I know this is a simple, everyday thing to do but I can’t quite put my
examples together to get the complete functionality:

  1. retrieve the Borrower ids and names
  2. sort them by LastName, FirstName
  3. display the names in the drop-down as space
  4. default the selection to a chosen borrower handed in as an argument
  5. verify that the chosen borrower id exists and if so, insert its id
    into the borrower_id field in the loans record.
  6. The validation will eventually be done via Ajax methods so that the
    user doesn’t have to fill out the whole form before discovering
    an error in this field.

Can anyone suggest some code that incorporates all these aspects? I
already have the borrower/loan model working correctly (it prevents an
orphan loan from being added), and am working on the forms.

Thanks for helping out this ruby nuby!

Shauna

On 18 Aug 2006, at 11:46 pm, Shauna wrote:

I’ve added a drop-down list of first and last names of borrowers to a
form. How do I sort them by LastName, FirstName in the drop-down?

I’d do it something like this. In the controller, make a special
collection called @borrowers_for_select:

@borrowers = Borrower.find(:all, :order => “last_name, first_name”)
@borrowers_for_select = @borrowers.map{|b| [b.first_name + ’ ’ + b.last_name, b.id]}

Then in the view use:

<%= select(:loan, :borrower_id, @borrowers_for_select,
{:include_blank => true}) %>

There’s a lot going on here, so let’s work backwards.

First, the ‘select’ helper in the view.
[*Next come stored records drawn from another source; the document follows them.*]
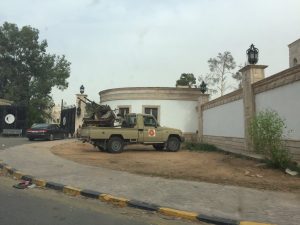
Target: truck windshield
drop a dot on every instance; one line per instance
(130, 121)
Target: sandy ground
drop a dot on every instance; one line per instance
(214, 167)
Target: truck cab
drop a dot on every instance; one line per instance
(135, 129)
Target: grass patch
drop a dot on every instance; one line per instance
(200, 147)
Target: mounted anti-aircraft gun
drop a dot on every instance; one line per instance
(100, 115)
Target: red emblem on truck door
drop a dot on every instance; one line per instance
(151, 133)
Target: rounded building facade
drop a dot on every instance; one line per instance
(173, 107)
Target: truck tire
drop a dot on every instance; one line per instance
(51, 137)
(173, 144)
(115, 145)
(159, 147)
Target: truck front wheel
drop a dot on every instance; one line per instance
(115, 145)
(173, 144)
(159, 147)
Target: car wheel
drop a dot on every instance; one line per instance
(159, 147)
(115, 145)
(173, 144)
(51, 137)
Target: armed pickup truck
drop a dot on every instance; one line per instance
(135, 129)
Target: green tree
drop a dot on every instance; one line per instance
(267, 132)
(220, 68)
(186, 79)
(27, 72)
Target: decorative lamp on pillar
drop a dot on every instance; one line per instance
(252, 54)
(203, 87)
(81, 89)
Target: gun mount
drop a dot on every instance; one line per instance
(99, 115)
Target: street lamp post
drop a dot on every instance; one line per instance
(252, 54)
(81, 89)
(203, 87)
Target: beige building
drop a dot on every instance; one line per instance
(55, 114)
(294, 53)
(172, 107)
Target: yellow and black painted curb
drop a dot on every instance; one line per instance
(73, 191)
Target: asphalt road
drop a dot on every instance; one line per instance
(46, 207)
(42, 207)
(7, 142)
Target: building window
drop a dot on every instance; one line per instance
(124, 110)
(152, 110)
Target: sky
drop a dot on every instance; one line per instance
(150, 43)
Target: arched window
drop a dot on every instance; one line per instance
(295, 62)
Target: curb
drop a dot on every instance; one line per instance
(119, 201)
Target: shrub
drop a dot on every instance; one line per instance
(200, 147)
(266, 130)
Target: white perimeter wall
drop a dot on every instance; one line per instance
(176, 114)
(286, 101)
(225, 120)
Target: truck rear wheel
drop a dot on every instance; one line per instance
(159, 147)
(115, 145)
(173, 144)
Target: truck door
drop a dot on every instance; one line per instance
(152, 132)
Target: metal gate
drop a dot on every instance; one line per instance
(12, 117)
(67, 119)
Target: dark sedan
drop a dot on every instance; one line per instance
(45, 131)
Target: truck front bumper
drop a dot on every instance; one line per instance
(182, 139)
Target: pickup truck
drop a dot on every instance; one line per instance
(135, 129)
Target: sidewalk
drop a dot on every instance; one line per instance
(211, 199)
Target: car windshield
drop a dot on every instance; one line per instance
(40, 126)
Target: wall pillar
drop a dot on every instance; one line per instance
(80, 103)
(201, 100)
(250, 75)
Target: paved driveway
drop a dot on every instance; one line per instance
(7, 142)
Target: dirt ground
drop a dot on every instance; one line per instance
(214, 167)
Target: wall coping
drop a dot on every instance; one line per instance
(230, 97)
(282, 78)
(150, 93)
(293, 43)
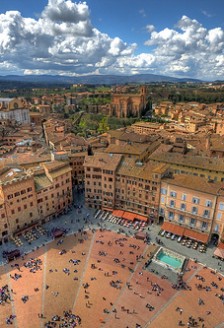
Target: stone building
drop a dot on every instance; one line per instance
(33, 196)
(192, 207)
(114, 181)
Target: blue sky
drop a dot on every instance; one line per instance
(182, 38)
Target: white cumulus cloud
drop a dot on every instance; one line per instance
(190, 49)
(63, 40)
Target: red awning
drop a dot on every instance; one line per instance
(107, 209)
(173, 228)
(140, 217)
(203, 238)
(58, 233)
(128, 216)
(220, 245)
(118, 213)
(219, 252)
(140, 235)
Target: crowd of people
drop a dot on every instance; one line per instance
(69, 319)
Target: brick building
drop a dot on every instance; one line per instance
(192, 207)
(33, 196)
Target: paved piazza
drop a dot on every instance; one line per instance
(101, 278)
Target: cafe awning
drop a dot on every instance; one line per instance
(219, 252)
(118, 213)
(198, 236)
(173, 228)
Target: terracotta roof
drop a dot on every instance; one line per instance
(195, 183)
(128, 167)
(41, 182)
(103, 161)
(173, 228)
(196, 235)
(207, 163)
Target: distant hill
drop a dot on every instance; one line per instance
(18, 81)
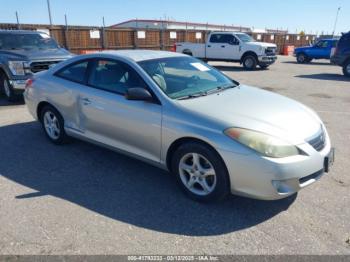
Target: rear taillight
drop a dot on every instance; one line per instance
(173, 49)
(29, 83)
This constructs the entire
… lump for you. The parameters are:

  1. The name of the object that this input refers to (in this case,
    it’s @loan).
  2. The name of the attribute in that object that this input refers to
    (in this case, it’s @loan.borrower_id).
  3. A list of choices, formatted as an array of arrays:

[ [name1, value1],
[name2, value2],
[name3, value3], …]

where each ‘name’ is what appears in the drop-down list in the
browser, and each ‘value’ is what actually gets submitted when you
submit the form. So in your case, we want to put first_name+last_name
into the names, and the borrower IDs into the values.

Also note that the order of this array determines the order that the
choices will appear in the drop-down list.

  1. Misc. options, which in this case is the option :include_blank,
    which inserts a blank choice at the top of the list.

Now let’s look at the code in the controller. This line:

Borrower.find(:all, :order => “last_name, first_name”)

finds all of your borrowers, and then orders them by their last name
and then their first name. It’s generally neater to have your
database do the sorting for you wherever possible, rather than
sorting the array yourself.

Then, this line:

@borrowers.map{|b| [b.first_name + ’ ’ + b.last_name, b.id]}

uses the ‘map’ method of Array to transform the array of Borrower
objects into the format that we want for the ‘select’ helper in the
view. The ‘map’ method iterates through each member of @borrowers,
takes the result of the block (which in our case assembles a mini-
array for each borrower that looks like [name, id]), and slots it
into a new array. In other words, ‘map’ is a way of applying a given
bit of code to each member of an array.

Then, we have a @borrowers_for_select which is in the right format
for the ‘select’ helper in the view.

Does that all make sense? Let us know if you have any questions.

Chris

P.S. I’ve just realised that I used the style ‘first_name’ for your
column names instead of what you’ve got, which is ‘FirstName’. Change
as necessary (although if you want to be really Railsish you could
change your column names to the standard_rails_convention!).

Okay, I’ve found out how to address items 1, 2, and 3 on my list!

For other nubies, the answer was at the bottom of this page:
http://wiki.rubyonrails.org/rails/pages/HowtoUseFormOptionHelpers

For me what seems to work is:

<%= options_from_collection_for_select @borrowers.collect {|borrower| [borrower.id, borrower.FirstName + " " + borrower.LastName]}.sort{|x,y| x.last <=> y.last}, "first", "last", @loan.borrower_id %>

It looks like I’ll be able to address item 4 on my list by putting a
variable into the <option value = “” section.